Because most of the Shyness Clinic clients meet criteria for generalized social phobia and generalized anxiety disorder, and many for avoidant personality disorder, schizoid personality disorder, dependent personality disorder, and some for passive aggressive disorder and paranoid personality disorder, these results hold out a good deal of hope for highly distressed clients as well as those with more circumscribed difficulties. Our research at the Stanford Student Health Center with eight-week groups for students using the Social Fitness Model demonstrates similar findings, including significant reductions in shame and general fearfulness.
Although there is little outcome data published for unstructured interpersonal long-term psychotherapy treatment groups, clinical observation strongly suggests that they are effective for shyness in that they provide a place to practice communication skills, to develop spontaneous expression of thoughts and feelings, to participate more fully in a group setting, and to assume leadership roles. Some data suggest that drop-in groups may be more useful for some kinds of shyness than groups that carry a commitment to weekly meetings.
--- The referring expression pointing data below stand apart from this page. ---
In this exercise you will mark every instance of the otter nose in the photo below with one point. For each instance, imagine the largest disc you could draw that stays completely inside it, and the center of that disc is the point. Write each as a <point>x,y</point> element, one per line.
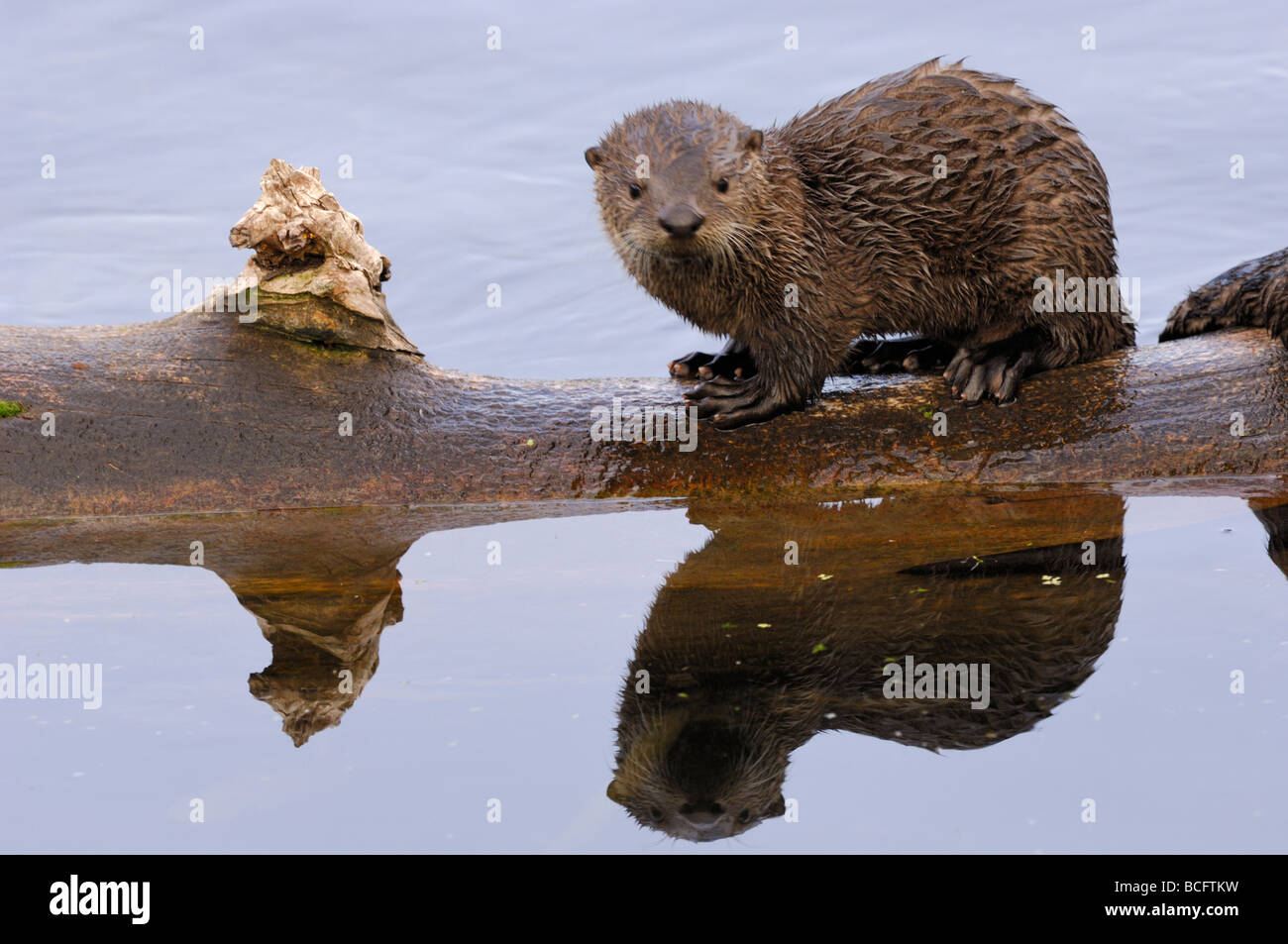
<point>681,220</point>
<point>700,814</point>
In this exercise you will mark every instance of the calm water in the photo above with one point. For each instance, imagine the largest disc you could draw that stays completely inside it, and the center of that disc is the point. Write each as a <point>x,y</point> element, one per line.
<point>502,682</point>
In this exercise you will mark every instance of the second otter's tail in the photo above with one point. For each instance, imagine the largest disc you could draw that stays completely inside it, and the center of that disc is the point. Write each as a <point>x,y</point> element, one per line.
<point>1250,294</point>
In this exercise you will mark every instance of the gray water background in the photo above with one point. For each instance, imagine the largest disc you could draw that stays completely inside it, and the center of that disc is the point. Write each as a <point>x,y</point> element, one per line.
<point>502,682</point>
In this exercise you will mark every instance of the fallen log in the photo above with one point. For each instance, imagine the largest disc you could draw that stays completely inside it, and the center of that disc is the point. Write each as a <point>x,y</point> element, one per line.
<point>317,399</point>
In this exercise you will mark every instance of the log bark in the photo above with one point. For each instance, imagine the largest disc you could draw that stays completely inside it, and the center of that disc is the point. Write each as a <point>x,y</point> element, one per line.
<point>313,398</point>
<point>202,413</point>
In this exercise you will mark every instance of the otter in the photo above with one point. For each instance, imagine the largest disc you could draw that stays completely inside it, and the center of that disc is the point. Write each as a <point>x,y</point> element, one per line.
<point>1252,294</point>
<point>927,202</point>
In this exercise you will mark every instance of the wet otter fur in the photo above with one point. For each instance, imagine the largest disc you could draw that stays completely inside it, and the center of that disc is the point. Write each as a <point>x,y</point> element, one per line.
<point>836,226</point>
<point>1252,294</point>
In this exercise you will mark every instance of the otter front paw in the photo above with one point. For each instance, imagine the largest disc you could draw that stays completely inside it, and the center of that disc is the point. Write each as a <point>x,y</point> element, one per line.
<point>732,403</point>
<point>993,371</point>
<point>911,355</point>
<point>734,362</point>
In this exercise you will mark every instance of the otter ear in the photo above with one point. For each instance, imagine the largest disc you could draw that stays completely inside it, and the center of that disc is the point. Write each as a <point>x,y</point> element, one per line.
<point>616,793</point>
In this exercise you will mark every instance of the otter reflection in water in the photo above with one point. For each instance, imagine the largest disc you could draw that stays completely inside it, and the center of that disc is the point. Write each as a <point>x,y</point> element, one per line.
<point>745,656</point>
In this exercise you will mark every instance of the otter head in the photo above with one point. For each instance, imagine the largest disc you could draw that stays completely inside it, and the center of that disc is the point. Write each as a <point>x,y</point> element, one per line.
<point>679,181</point>
<point>699,778</point>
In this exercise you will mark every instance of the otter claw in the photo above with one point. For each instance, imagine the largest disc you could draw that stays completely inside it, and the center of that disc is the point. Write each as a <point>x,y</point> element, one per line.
<point>732,403</point>
<point>991,372</point>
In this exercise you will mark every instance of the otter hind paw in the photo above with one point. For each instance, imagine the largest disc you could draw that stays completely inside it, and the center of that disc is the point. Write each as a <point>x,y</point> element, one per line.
<point>732,403</point>
<point>993,371</point>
Clients at the Shyness Clinic enter a long-term group after an initial six-month group if they need continued practice in performing new behaviors, changing negative thinking patterns with concomitant negative emotional states, and in developing trust and intimacy. Members work to build a culture free of the destructive evaluation of self and others. Shame arises in manageable doses, occurring when clients are dissatisfied with specific behaviors and have immediate opportunities to try new skills. The group becomes an environment for the emergence of stifled talents and self-expression, a phase that is highly gratifying for group therapists.
It has been our mission to persuade therapists and mental health professionals to recognize the serious need for treatment of shy adults and children, and to develop treatment approaches to liberate the millions of people who are trapped in their silent prisons of shyness.